Under the 2006 law, Massachusetts businesses with more than 11 employees or their equivalent must offer a “fair and reasonable contribution” toward coverage or pay the state a “Fair Share Assessment” of $295 per full-time employee. The law also requires businesses to help employees pay for premiums using pretax dollars.
Under the federal law, by contrast, businesses with more than 50 employees will face penalties (called a “shared responsibility payment”) equal to $2,000 per full-time employee, with some exclusions. Tax credits are intended to help smaller businesses get coverage for workers.

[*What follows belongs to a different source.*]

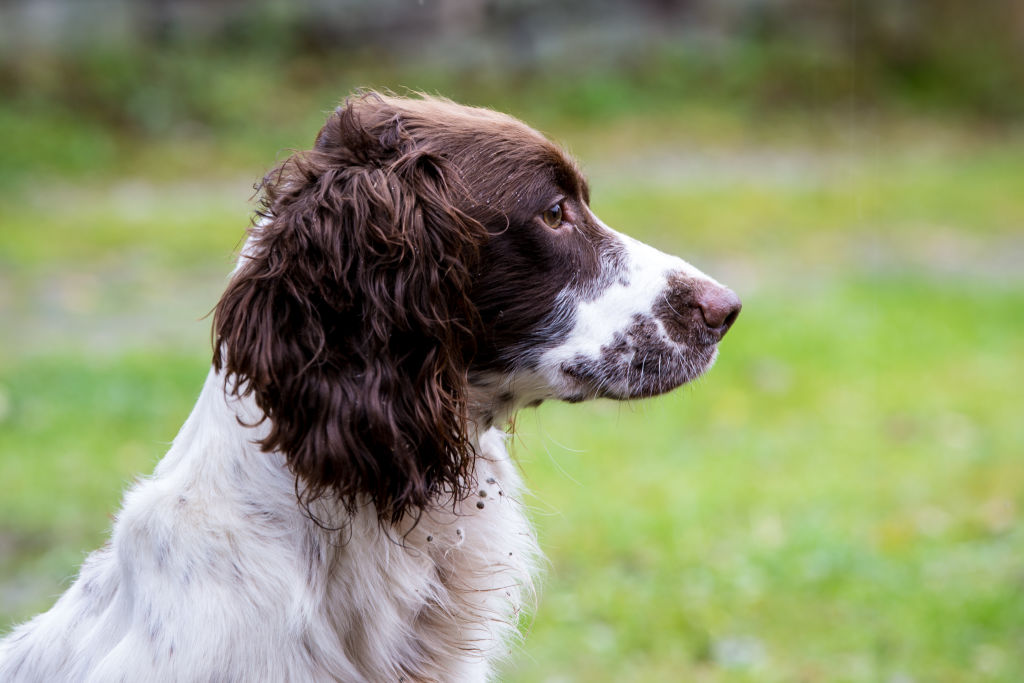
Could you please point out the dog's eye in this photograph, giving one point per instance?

Almost 79 percent of nonelderly insured Massachusetts residents now receive health insurance through their employers. In 2010, under the most recent data, Massachusetts had about 188,000 employers, 22,324 of which had 11 or more full-time equivalent employees and were potentially subject to the tax penalty, according to the state Division of Health Care Finance and Policy. Of that figure, 1,017 employers faced penalties, with restaurants making up the vast majority. Between 2006 and 2010, the penalties brought in an average of $15.7 million per year to the state, which helped offset costs for the entire law.
Businesses that rely on part-time or seasonal workers have reported the most problems in trying to comply. In the Cape Cod town of Wellfleet, where the local economy is tied to summer tourism, John Vincent Jr. says he’s struggled to keep his drive-in movie theater, mini-golf, and snack bar business in compliance.
Of the 50 people on payroll, the majority are college- or high-school-aged students doing summer work, he says. He also has four year-round employees, whose health benefits are paid 100 percent. That is down from 10 year-round employees a decade ago, a drop he blames on rising health-care costs, including double-digit premium increases, he says.